À cet égard, la BBC a récemment titré que « les tarifs douaniers de Trump pourraient mettre en péril l’ère du libre-échange qui a régné depuis la fin de la Seconde Guerre mondiale » . Bien qu’en tant que tel, il ait fini par devenir la norme à l’époque du « Consensus de Washington ». Cela correspond à l’analyse faite par notre Courant international de l’effondrement des consensus qui ont soutenu le monde jusqu’à ce jour.

Trump modifie les règles du jeu, ce qui n’est pas bien accueilli par la majorité des bourgeoisies nationales et des marchés boursiers : « Les contrats à terme du Dow Jones ont perdu plus de 900 points à la tombée de la nuit, soit 2,19 % ; tandis que les contrats à terme du S&P 500 ont perdu 3,38 % et les contrats à terme liés au Nasdaq 100 ont chuté de 4,28 %. La chute des contrats à terme a été généralisée, les actions d’Apple, de Nike et de Walmart – des entreprises dont les chaînes d’approvisionnement sillonnent le monde – ayant toutes chuté” (voir les conclusions des tarifs douaniers de Trump pour le »jour de la libération »).
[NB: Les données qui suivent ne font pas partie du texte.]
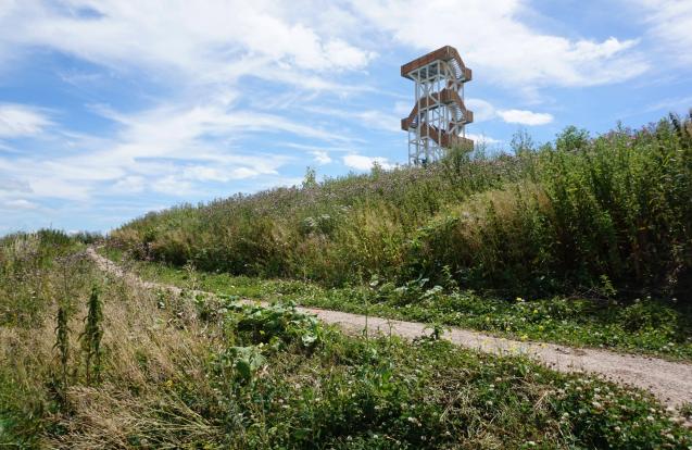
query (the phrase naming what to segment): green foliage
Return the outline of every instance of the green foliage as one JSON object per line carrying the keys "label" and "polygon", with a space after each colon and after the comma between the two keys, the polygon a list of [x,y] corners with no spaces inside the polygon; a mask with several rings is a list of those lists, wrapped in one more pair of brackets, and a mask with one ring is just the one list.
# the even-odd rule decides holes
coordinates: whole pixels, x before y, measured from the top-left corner
{"label": "green foliage", "polygon": [[[151,213],[112,234],[139,258],[327,286],[379,275],[507,297],[679,295],[692,286],[690,120],[591,138],[567,127],[514,155],[453,149],[426,168],[376,170],[302,188]],[[604,280],[607,283],[604,285]],[[602,288],[606,288],[602,291]]]}
{"label": "green foliage", "polygon": [[[56,408],[51,401],[54,387],[46,382],[60,364],[42,358],[41,336],[18,325],[3,327],[3,445],[214,449],[692,445],[689,430],[641,391],[557,374],[524,358],[455,348],[439,339],[441,325],[433,327],[431,338],[414,343],[394,337],[347,336],[288,301],[335,292],[335,301],[357,298],[367,308],[389,298],[402,309],[417,311],[445,302],[452,302],[455,311],[501,304],[455,290],[450,295],[425,278],[405,289],[375,278],[367,287],[327,291],[299,282],[218,275],[244,291],[285,299],[264,308],[237,297],[190,298],[189,290],[181,296],[155,295],[116,283],[100,286],[97,293],[92,273],[65,272],[63,265],[52,265],[48,272],[59,282],[54,293],[84,298],[91,289],[88,308],[79,310],[90,324],[86,328],[101,336],[100,317],[108,312],[108,323],[117,330],[103,336],[109,348],[101,357],[103,383],[93,387],[71,376],[70,408]],[[179,271],[179,277],[202,288],[214,279],[192,267]],[[361,301],[364,298],[367,302]],[[531,302],[513,304],[523,316],[534,308]],[[544,307],[537,316],[580,313],[573,312],[571,303]],[[38,329],[52,340],[52,325]],[[45,349],[48,353],[51,345]],[[84,350],[89,349],[93,347]],[[68,358],[71,372],[83,357]]]}
{"label": "green foliage", "polygon": [[88,312],[85,317],[84,332],[79,335],[81,340],[81,351],[84,354],[87,385],[91,382],[99,383],[101,374],[101,360],[103,351],[101,349],[101,338],[103,337],[103,308],[99,298],[99,290],[96,286],[91,288],[89,296]]}
{"label": "green foliage", "polygon": [[59,373],[53,380],[61,404],[67,403],[65,390],[70,386],[70,308],[61,304],[58,307],[55,325],[55,345],[53,349],[58,351]]}
{"label": "green foliage", "polygon": [[[147,279],[187,287],[190,275],[175,267],[140,263]],[[487,333],[573,346],[612,348],[671,359],[692,360],[692,311],[678,299],[613,298],[608,280],[596,287],[602,299],[544,297],[517,301],[461,289],[442,267],[439,284],[417,278],[402,285],[380,277],[368,286],[325,288],[290,279],[262,279],[197,273],[199,288],[210,292],[301,305],[454,325]]]}

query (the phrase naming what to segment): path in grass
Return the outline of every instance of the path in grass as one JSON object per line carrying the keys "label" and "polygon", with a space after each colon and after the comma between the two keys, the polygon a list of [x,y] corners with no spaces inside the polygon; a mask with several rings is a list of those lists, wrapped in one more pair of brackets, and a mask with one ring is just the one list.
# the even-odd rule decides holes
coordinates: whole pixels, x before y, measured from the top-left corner
{"label": "path in grass", "polygon": [[[104,272],[127,283],[147,289],[165,289],[175,293],[180,288],[160,283],[144,282],[133,273],[126,273],[111,260],[98,254],[95,249],[88,255]],[[209,292],[203,292],[209,293]],[[348,332],[383,333],[407,339],[429,336],[430,326],[417,322],[394,321],[381,317],[328,311],[313,308],[298,308],[316,315],[328,324],[335,324]],[[692,403],[692,364],[670,362],[657,358],[620,354],[606,350],[577,349],[543,342],[518,341],[462,328],[445,330],[444,338],[471,349],[496,354],[524,354],[559,372],[588,372],[602,375],[613,382],[647,389],[663,403],[677,407]]]}

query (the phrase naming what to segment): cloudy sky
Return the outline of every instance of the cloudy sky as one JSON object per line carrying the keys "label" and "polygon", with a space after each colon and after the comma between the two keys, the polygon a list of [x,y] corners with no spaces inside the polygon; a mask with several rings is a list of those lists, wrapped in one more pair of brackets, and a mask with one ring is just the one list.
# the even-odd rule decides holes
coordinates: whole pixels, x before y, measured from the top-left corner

Dans le même temps, la BBC prévient : « nous ne savons pas encore jusqu’où il pourra aller, mais si ce qui est déjà sur la table se concrétise, cela porterait les droits de douane moyens à leur niveau le plus élevé depuis les années 1940, marquant un nouveau chapitre pour le commerce mondial ».

Pour les États-Unis, les politiques impulsées par Trump sont une balle dans le pied, car après un bref moment de « triomphe » vient le coup des conséquences à la fois internes et externes. L’effet le plus durable de ces mesures est sans aucun doute la perception que les États-Unis ne sont pas dignes de confiance, peu importe que vous soyez ami ou ennemi, à tout moment vous pouvez avoir la tête sur le billot.

Yunes affirme que « le bloc “occidental” est  toujours dirigé par les États-Unis, mais les fissures avec l’Europe, comme nous l’avons vu, s’approfondissent et de nouvelles alliances émergent » (Vers de nouveaux et plus grands affrontements entre blocs, entre nations… et entre classes). Par exemple : cette semaine, le Japon et la Corée du Sud, alliés historiques et incontestables des États-Unis, ont conclu un premier accord pour faire avancer un « accord de libre-échange » avec la Chine (Accord entre la Chine, le Japon et la Corée du Sud pour contrer les tarifs douaniers de Trump).

Les mesures annoncées ne restent évidemment pas sans réponse et les contre-mesures des pays concernés devraient être publiées dans les prochains jours. D’ores et déjà, le Canada a imposé des droits de douane de plusieurs milliards de dollars, l’Europe a menacé de prélever 28 milliards de dollars de marchandises et la Chine a imposé 15 % de droits de douane, principalement sur les produits agricoles. Un conflit tarifaire voit le jour et, selon l’évolution des événements (au milieu d’un monde convulsif et en pleine réorganisation), les vents pourraient souffler vers des ports incertains.

Dans cette bataille où les représailles vont et viennent, la principale perdante est la classe ouvrière de tous les pays, qui doit supporter le coût de ces jeux commerciaux. Il est clair que la guerre tarifaire de Trump n’est pas une solution aux problèmes structurels de l’impérialisme américain, mais une mesure défensive qui augmentera les tensions inter-impérialistes. En d’autres termes, les droits de douanes n’éliminent pas les contradictions du système, mais peuvent les aggraver en générant des représailles commerciales, en rendant les marchandises plus chères et en affaiblissant le commerce international. Cela peut conduire à de nouvelles crises et à de nouveaux conflits économiques.

La remise en question du modèle commercial (capitaliste) actuel a lieu principalement à droite et sous une forme conservatrice, dans le contexte de conflits croissants pour l’hégémonie impérialiste dans le monde. Cette fissure doit être exploitée par la gauche révolutionnaire : nous devons exploiter l’idée de la possibilité d’une contre-perspective, d’une option anticapitaliste face au désastre économique, social et environnemental actuel.